À ses yeux, les nouveaux tarifs douaniers sont la « seule manière » de résoudre le problème, quitte à froisser tout le monde. « Les droits de douane vont rapporter des dizaines de milliards de dollars aux États-Unis », assure-t-il, les qualifiant même de mesure « magnifique »​.

(On aura compris que pour Trump, la fin – rééquilibrer la balance commerciale – justifie les moyens, aussi brutaux soient-ils.) Jamais un président américain n’avait enclenché une telle salve de taxes tous azimuts en si peu de temps, ce qui fait dire à certains qu’« il ne s’agit plus seulement d’un conflit commercial, mais d’une refonte systémique de l’ordre économique mondial »​.

Le ton est donné : l’administration Trump part en guerre commerciale contre le reste du monde, persuadée que « les prédictions apocalyptiques » de ses détracteurs seront démenties par les faits​.

L’Union européenne et le monde font front commun

Face à cette offensive sans précédent, la riposte internationale s’est organisée instantanément. Jamais ou presque on n’avait vu un front aussi uni – de Bruxelles à Pékin en passant par Ottawa ou Mexico – pour répondre aux États-Unis. Dès l’annonce des hausses de tarifs américains, l’Union européenne a dégainé ses propres contre-mesures.
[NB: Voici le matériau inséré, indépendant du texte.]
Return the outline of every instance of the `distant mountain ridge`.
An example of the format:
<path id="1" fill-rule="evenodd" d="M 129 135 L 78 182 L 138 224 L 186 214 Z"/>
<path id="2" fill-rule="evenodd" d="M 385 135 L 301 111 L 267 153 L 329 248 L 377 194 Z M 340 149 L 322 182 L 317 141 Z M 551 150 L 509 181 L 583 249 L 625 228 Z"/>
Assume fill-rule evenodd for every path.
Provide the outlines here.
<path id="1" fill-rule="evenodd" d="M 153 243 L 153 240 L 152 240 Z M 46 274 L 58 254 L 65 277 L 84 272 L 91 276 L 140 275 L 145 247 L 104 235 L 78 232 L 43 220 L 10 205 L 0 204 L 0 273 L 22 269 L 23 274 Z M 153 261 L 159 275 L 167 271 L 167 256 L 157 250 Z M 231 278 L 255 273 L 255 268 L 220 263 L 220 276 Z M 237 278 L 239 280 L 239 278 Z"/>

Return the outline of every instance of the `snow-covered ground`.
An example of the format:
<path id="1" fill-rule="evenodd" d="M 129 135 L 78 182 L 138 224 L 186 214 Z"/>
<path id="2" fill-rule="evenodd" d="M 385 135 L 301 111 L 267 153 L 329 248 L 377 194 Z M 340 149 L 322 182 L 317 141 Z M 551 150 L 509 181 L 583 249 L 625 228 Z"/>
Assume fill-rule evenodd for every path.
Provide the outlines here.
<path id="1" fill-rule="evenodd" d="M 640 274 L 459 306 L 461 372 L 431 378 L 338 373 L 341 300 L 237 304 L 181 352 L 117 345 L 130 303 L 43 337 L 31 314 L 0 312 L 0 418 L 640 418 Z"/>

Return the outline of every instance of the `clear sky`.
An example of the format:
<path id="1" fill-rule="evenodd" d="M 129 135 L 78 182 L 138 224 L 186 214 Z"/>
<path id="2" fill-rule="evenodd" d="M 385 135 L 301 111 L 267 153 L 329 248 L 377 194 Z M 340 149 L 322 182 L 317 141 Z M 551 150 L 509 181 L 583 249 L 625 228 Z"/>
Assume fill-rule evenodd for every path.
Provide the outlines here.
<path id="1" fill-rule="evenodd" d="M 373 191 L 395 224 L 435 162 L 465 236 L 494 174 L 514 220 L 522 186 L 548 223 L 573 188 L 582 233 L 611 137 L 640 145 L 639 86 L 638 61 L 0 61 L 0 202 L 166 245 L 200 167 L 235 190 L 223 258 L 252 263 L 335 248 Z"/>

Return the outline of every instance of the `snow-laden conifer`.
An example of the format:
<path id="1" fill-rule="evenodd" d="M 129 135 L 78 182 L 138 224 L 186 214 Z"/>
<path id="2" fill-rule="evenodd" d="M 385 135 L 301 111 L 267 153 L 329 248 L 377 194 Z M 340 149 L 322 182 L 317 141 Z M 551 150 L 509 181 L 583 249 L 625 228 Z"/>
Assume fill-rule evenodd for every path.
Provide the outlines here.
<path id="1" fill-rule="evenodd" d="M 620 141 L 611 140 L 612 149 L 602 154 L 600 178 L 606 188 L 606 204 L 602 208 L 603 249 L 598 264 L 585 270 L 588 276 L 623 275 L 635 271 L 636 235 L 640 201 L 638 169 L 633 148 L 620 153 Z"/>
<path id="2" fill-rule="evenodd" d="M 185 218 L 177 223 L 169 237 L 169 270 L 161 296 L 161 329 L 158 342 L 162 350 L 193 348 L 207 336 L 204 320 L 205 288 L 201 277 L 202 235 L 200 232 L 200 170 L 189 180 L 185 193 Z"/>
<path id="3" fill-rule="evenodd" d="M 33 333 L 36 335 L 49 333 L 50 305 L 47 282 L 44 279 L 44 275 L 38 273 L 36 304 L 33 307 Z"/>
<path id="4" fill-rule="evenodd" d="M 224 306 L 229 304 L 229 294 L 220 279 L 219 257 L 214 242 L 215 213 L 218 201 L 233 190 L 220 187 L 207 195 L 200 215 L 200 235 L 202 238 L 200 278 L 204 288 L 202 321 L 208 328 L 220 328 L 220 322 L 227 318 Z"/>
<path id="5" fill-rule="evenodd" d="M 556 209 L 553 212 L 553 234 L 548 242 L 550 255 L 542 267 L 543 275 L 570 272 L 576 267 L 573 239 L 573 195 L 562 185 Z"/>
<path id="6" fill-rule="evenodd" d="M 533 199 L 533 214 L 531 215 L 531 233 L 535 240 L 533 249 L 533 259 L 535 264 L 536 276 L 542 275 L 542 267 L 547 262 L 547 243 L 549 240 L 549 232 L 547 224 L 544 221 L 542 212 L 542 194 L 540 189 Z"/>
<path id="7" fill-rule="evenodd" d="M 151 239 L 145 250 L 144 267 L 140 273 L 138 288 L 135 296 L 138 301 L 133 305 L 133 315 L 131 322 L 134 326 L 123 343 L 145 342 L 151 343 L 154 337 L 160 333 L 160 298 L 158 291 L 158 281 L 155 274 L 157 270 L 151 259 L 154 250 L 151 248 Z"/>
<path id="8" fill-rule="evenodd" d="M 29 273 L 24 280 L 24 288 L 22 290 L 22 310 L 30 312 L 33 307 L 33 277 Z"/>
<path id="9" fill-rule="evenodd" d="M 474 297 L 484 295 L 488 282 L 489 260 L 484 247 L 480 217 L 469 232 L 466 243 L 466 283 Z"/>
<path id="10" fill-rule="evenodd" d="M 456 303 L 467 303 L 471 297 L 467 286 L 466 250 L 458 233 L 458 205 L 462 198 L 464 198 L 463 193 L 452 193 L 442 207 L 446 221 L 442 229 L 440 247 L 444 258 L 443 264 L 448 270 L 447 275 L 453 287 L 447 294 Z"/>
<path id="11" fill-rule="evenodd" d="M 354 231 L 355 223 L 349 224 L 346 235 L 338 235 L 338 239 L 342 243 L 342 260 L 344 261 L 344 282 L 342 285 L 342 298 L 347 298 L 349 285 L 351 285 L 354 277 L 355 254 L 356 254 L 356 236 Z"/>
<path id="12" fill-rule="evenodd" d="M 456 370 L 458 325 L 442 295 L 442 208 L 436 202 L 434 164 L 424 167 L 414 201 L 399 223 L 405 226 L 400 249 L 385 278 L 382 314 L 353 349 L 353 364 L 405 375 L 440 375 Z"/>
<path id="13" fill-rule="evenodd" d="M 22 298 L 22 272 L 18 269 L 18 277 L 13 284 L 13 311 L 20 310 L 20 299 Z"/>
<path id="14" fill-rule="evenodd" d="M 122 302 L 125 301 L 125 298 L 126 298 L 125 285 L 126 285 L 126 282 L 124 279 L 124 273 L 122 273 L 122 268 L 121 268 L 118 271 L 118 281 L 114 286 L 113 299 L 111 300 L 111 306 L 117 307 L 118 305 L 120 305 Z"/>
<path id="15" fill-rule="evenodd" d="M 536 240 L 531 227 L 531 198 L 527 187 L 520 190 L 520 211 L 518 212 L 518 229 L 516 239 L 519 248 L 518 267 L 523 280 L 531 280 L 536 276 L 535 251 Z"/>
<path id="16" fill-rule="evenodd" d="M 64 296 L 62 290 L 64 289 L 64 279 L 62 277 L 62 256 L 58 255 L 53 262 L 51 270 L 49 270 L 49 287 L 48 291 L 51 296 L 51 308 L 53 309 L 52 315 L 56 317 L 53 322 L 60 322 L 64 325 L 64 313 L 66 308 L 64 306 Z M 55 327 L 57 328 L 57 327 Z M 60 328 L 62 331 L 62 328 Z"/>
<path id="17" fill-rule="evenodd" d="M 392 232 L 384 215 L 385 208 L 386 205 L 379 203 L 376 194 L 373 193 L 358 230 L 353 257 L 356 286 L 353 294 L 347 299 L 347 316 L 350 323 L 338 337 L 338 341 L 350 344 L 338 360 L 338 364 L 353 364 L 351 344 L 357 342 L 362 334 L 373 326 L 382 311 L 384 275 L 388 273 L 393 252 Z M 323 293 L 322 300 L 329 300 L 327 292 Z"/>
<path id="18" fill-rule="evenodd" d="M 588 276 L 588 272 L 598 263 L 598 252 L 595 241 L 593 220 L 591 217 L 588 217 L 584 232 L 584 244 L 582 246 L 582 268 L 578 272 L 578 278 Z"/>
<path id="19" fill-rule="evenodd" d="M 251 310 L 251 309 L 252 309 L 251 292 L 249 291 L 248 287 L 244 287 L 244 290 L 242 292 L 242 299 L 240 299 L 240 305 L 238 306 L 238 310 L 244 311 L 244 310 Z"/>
Ursula von der Leyen, la présidente de la Commission européenne, a fermement condamné la décision de Washington et annoncé que l’UE appliquerait à partir du 1er avril des droits de douane « forts mais proportionnés » sur une liste de produits emblématiques made in USA​.

Au menu : bateaux, motos, bourbon, jeans, beurre de cacahuète, et bien d’autres produits américains visés en retour – un véritable inventaire à la Prévert de l’American way of life. L’objectif affiché ? Rééquilibrer la balance en frappant pour 26 milliards d’euros d’importations américaines, soit le même montant que celui des marchandises européennes touchées par les taxes de Trump​.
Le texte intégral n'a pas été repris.